Regurgitation is the AI industry’s sanitized term for what is, in effect, plagiarism. It is the act of a generative model producing an output that is a direct, verbatim copy of its training data. AI companies often frame this as a rare and unintentional bug, but from a technical and legal standpoint, it is an unavoidable consequence of the model’s design.

Analogy: Dreaming

Think of how a human brain dreams. A dream is not created from nothing; it is constructed from the fragments of our memories and experiences.

  • The Dream World: Most of a dream is a remix. You might be in a house that is a combination of your childhood home and a set from a movie you saw. You might talk to a person who has the face of your friend but the voice of your boss. These are new creations, but they are built from the training data of your life.
  • The Vivid Memory: Sometimes, in the middle of a dream, you experience a moment of perfect, vivid recall. You might perfectly re-live a specific conversation or see a perfect image of a page from a book you read. This isn’t a “bug” in your dream; it’s just your brain accessing a specific, well-encoded memory.
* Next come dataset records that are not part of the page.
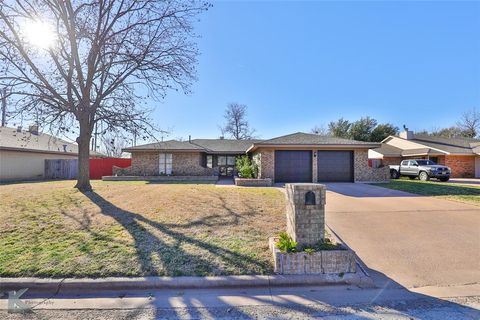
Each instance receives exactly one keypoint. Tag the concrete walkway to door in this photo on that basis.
(416, 241)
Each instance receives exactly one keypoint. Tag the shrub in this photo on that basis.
(285, 243)
(246, 168)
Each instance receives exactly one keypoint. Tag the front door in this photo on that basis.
(477, 167)
(335, 166)
(226, 165)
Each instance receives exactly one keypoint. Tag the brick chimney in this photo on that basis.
(33, 129)
(407, 134)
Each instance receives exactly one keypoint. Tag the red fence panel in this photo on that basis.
(100, 167)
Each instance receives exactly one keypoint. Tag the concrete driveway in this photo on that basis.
(413, 240)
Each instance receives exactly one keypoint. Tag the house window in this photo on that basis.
(231, 160)
(209, 161)
(222, 160)
(434, 159)
(165, 164)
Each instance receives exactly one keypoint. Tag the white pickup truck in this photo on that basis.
(423, 169)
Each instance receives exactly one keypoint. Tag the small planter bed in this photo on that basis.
(252, 182)
(326, 257)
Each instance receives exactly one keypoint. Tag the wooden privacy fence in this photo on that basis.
(61, 169)
(68, 168)
(100, 167)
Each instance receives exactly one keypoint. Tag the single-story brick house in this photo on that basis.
(298, 157)
(462, 155)
(23, 153)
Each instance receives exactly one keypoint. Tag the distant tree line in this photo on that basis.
(364, 129)
(468, 126)
(368, 129)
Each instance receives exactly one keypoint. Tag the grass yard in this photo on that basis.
(451, 191)
(49, 229)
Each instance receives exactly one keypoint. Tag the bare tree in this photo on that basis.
(236, 122)
(469, 123)
(112, 142)
(98, 60)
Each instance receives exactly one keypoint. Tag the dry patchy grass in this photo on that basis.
(457, 192)
(136, 229)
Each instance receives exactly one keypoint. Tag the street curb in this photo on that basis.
(70, 284)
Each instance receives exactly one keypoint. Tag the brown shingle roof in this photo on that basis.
(11, 138)
(301, 138)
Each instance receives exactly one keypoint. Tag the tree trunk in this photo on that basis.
(83, 180)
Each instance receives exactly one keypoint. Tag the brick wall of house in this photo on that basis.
(265, 160)
(462, 166)
(391, 161)
(183, 164)
(364, 173)
(144, 164)
(189, 164)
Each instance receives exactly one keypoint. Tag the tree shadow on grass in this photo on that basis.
(161, 250)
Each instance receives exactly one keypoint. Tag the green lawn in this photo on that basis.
(49, 229)
(451, 191)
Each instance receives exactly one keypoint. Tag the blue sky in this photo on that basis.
(301, 64)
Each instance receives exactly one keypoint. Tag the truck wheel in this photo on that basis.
(423, 176)
(394, 174)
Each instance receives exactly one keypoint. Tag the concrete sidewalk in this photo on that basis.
(247, 303)
(416, 241)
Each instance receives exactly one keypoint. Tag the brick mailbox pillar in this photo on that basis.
(306, 212)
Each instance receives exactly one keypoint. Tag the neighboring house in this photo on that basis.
(298, 157)
(23, 153)
(462, 155)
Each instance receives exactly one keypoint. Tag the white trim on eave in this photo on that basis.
(420, 145)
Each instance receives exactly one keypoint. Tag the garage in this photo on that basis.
(293, 166)
(335, 166)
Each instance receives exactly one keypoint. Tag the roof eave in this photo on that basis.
(161, 150)
(309, 146)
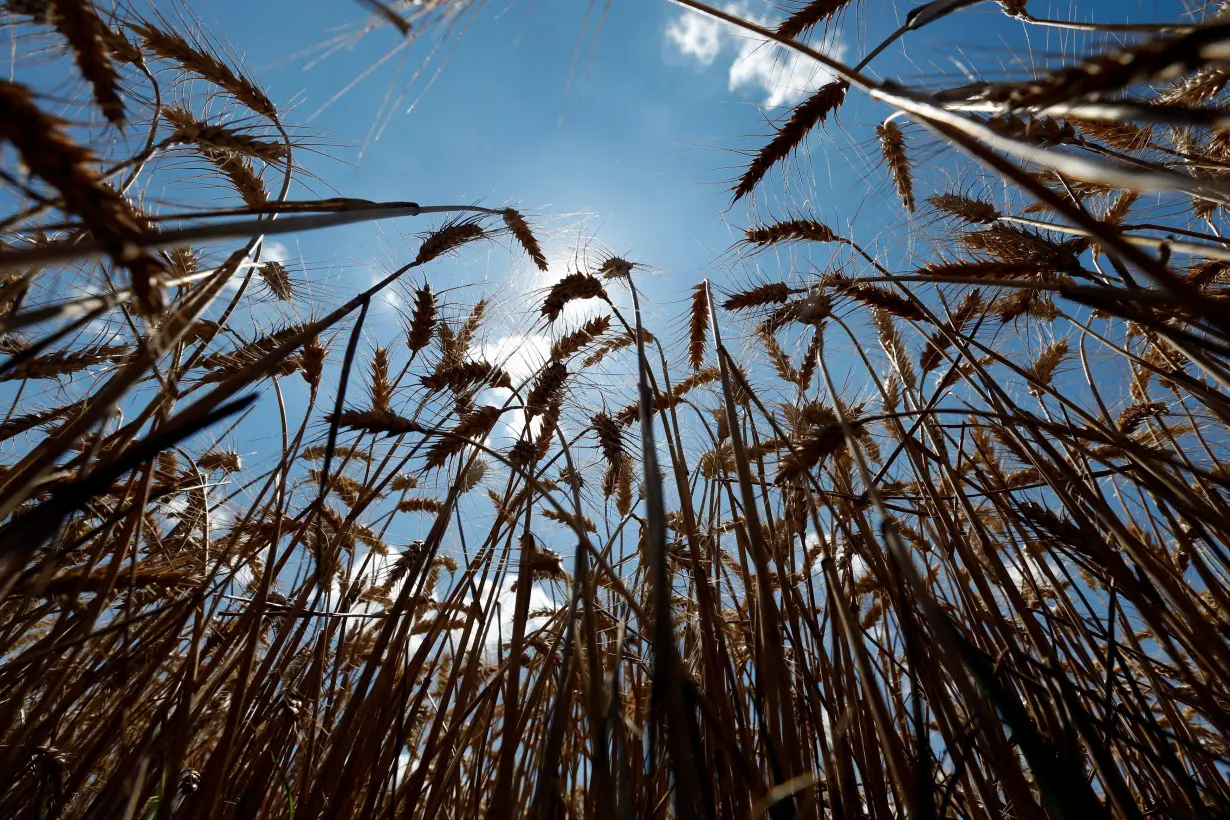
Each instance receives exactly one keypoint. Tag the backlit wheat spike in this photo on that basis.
(766, 294)
(242, 176)
(65, 364)
(341, 454)
(811, 358)
(969, 307)
(51, 154)
(615, 268)
(223, 461)
(172, 47)
(475, 424)
(808, 16)
(218, 138)
(404, 482)
(571, 288)
(572, 343)
(524, 236)
(376, 422)
(1135, 414)
(459, 378)
(349, 489)
(381, 389)
(470, 326)
(578, 523)
(967, 208)
(546, 389)
(796, 230)
(422, 323)
(807, 116)
(699, 326)
(779, 358)
(1121, 207)
(882, 299)
(86, 35)
(891, 341)
(1043, 369)
(449, 237)
(420, 505)
(1021, 246)
(1124, 137)
(987, 269)
(277, 279)
(892, 144)
(1112, 70)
Regurgitation is the AI’s version of that vivid, verbatim memory. A large language model is a dream machine for text. Most of what it generates is a remix of the statistical patterns from its training data. But when prompted correctly, or sometimes just by chance, it will find a strongly-encoded memory—a unique line of code, a specific legal disclaimer, a verse from a poem—and reproduce it exactly.

The existence of regurgitation fundamentally undermines the AI industry’s core legal defenses.
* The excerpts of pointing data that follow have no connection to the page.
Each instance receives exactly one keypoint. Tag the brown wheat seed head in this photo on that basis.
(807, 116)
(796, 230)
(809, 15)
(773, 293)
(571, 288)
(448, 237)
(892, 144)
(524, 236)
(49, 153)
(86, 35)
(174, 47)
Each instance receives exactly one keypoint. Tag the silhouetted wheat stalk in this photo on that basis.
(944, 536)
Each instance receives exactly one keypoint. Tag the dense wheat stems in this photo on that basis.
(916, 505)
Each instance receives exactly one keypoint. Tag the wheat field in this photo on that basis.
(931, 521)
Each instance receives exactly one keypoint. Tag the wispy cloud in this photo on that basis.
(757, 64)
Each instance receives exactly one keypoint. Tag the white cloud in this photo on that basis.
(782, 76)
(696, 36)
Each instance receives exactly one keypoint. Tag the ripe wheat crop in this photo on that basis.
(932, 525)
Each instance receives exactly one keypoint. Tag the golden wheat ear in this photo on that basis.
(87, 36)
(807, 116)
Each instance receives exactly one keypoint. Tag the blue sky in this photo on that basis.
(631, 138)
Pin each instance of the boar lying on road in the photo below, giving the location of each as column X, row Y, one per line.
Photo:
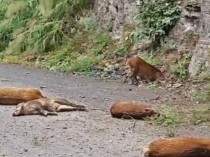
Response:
column 14, row 96
column 47, row 106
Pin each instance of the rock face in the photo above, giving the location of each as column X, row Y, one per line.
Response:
column 192, row 34
column 114, row 15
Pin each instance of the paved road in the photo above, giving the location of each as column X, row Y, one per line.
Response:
column 76, row 134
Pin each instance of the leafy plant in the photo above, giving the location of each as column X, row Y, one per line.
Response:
column 169, row 117
column 155, row 19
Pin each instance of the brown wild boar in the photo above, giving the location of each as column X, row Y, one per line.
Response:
column 47, row 106
column 139, row 67
column 14, row 96
column 179, row 147
column 130, row 110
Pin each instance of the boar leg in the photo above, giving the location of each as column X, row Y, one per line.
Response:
column 62, row 101
column 52, row 113
column 63, row 108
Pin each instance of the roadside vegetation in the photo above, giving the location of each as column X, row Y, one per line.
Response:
column 64, row 35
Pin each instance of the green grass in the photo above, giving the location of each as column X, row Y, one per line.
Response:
column 51, row 30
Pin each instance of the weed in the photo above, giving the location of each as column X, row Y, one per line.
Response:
column 169, row 117
column 150, row 58
column 155, row 19
column 202, row 96
column 121, row 50
column 179, row 70
column 152, row 85
column 200, row 116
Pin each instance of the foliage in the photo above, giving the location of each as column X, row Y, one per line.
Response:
column 37, row 26
column 155, row 19
column 202, row 96
column 56, row 31
column 169, row 117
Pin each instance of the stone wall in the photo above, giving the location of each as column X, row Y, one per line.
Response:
column 191, row 34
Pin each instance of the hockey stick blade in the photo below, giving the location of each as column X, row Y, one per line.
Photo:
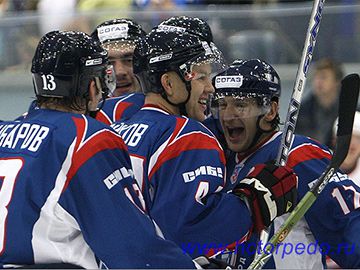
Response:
column 347, row 106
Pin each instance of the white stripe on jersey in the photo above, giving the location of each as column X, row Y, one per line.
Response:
column 56, row 234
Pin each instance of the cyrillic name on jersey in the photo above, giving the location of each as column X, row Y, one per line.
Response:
column 131, row 134
column 202, row 170
column 117, row 176
column 23, row 136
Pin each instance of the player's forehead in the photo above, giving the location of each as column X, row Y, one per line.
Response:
column 120, row 46
column 202, row 68
column 116, row 53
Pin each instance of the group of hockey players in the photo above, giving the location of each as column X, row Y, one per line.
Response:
column 149, row 151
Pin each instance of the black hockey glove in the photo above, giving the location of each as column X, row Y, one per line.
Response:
column 270, row 190
column 211, row 263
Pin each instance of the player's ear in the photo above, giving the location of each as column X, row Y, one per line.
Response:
column 167, row 84
column 94, row 94
column 274, row 109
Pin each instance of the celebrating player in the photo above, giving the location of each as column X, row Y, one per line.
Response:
column 67, row 195
column 179, row 164
column 119, row 38
column 246, row 101
column 123, row 107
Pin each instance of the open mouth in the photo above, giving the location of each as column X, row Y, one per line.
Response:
column 235, row 133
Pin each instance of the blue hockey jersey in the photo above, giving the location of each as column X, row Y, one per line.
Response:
column 331, row 226
column 118, row 108
column 66, row 188
column 180, row 167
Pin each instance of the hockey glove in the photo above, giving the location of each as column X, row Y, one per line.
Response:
column 270, row 191
column 211, row 263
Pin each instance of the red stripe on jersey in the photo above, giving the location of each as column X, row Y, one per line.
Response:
column 194, row 141
column 104, row 140
column 102, row 117
column 231, row 247
column 120, row 108
column 306, row 152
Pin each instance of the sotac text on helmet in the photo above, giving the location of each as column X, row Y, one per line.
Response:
column 170, row 28
column 228, row 81
column 113, row 31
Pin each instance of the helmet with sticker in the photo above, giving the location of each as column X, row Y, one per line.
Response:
column 66, row 61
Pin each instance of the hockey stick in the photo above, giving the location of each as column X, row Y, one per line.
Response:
column 347, row 106
column 298, row 89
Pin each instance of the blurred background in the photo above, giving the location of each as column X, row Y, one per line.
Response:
column 273, row 30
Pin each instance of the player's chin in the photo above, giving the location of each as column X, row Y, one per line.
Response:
column 200, row 116
column 119, row 91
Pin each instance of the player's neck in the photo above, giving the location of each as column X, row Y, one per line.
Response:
column 156, row 99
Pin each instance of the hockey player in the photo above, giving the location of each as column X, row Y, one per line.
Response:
column 119, row 38
column 246, row 101
column 179, row 164
column 67, row 195
column 123, row 107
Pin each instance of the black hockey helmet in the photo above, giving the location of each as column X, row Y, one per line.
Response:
column 247, row 79
column 192, row 25
column 66, row 61
column 118, row 31
column 163, row 51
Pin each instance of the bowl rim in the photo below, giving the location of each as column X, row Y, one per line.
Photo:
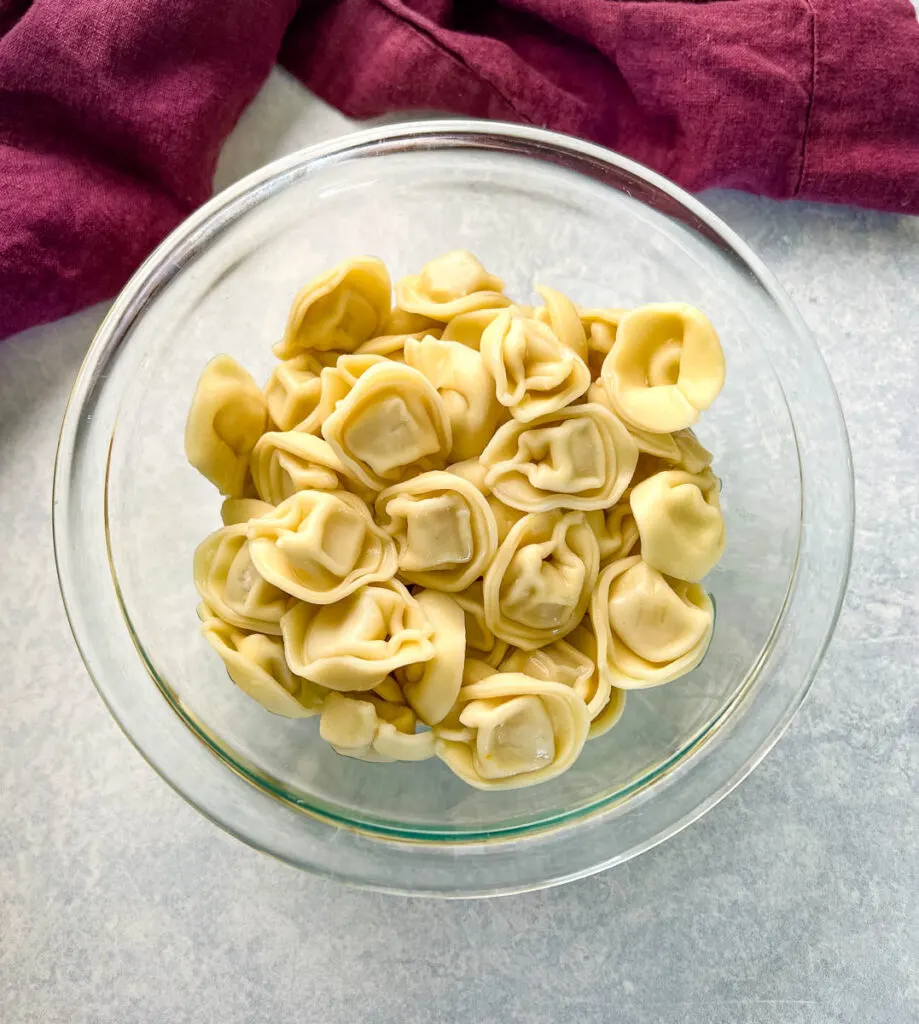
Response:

  1. It Disproves the “Abstract Learning” Defense: The primary argument for fair use is that AI models learn “abstract concepts” and “ideas,” not the specific expression of a work. Regurgitation is the proof that this is false. The model is clearly storing and reproducing the specific, protected expression. You cannot argue you only learned the “idea” of a poem when you can recite the poem verbatim.
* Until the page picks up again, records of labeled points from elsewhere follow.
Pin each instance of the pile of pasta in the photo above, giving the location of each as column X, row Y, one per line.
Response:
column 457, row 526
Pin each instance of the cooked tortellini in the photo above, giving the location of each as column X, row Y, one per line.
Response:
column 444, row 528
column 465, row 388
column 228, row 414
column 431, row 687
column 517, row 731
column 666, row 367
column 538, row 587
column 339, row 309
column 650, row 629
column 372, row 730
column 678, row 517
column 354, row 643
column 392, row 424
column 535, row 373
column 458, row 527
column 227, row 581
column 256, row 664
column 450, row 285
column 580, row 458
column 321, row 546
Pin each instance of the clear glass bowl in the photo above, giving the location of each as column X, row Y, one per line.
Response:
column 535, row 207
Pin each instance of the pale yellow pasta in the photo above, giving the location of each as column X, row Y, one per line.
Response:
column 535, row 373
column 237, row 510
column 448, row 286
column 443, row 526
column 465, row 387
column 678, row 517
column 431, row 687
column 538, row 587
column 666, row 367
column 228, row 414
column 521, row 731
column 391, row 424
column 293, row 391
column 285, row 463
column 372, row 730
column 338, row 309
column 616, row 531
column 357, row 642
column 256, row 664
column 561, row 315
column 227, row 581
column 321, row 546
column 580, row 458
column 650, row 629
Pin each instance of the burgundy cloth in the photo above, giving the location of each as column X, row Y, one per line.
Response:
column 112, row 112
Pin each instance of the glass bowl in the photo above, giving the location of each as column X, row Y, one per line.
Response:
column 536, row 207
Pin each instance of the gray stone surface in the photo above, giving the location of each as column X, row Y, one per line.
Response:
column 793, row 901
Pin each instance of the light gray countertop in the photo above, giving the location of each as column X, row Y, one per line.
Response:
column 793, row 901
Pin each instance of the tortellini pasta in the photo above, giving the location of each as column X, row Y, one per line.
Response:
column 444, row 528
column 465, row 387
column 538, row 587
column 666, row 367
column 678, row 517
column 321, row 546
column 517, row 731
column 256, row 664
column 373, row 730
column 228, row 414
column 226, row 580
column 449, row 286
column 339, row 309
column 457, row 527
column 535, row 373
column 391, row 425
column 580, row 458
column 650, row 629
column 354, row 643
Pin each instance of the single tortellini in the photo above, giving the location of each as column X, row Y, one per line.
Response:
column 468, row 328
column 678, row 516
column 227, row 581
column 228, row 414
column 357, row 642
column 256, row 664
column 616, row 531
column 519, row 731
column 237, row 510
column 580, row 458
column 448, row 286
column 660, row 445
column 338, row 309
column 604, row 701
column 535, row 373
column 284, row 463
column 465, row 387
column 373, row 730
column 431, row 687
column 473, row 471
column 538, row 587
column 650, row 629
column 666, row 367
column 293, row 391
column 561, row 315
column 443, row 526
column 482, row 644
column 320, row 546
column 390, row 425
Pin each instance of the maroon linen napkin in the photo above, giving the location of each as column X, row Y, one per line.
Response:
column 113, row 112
  2. It is Not “Rare”: AI companies will argue that regurgitation is a one-in-a-million event. But when you are generating billions of outputs for millions of users, one-in-a-million events happen every day. More importantly, security researchers have shown that regurgitation can be induced. Specific “adversarial prompts” can be designed to deliberately extract memorized training data, including personal information and copyrighted content.

  3. The Burden of Proof Shifts: In a copyright case, the plaintiff normally has to prove that the defendant copied their work. When an AI model regurgitates copyrighted text, the act of copying is self-evident. The burden of proof effectively shifts to the AI company to defend why their machine, which they built and profit from, is outputting infringing copies of a protected work.

Regurgitation is not an anomaly. It is the ghost in the machine—the undeniable proof that the model’s “mind” is filled with the memories of the data it consumed. For a litigator, every instance of it is a gift, a clear and simple piece of evidence that cuts through the industry’s complex and self-serving narratives.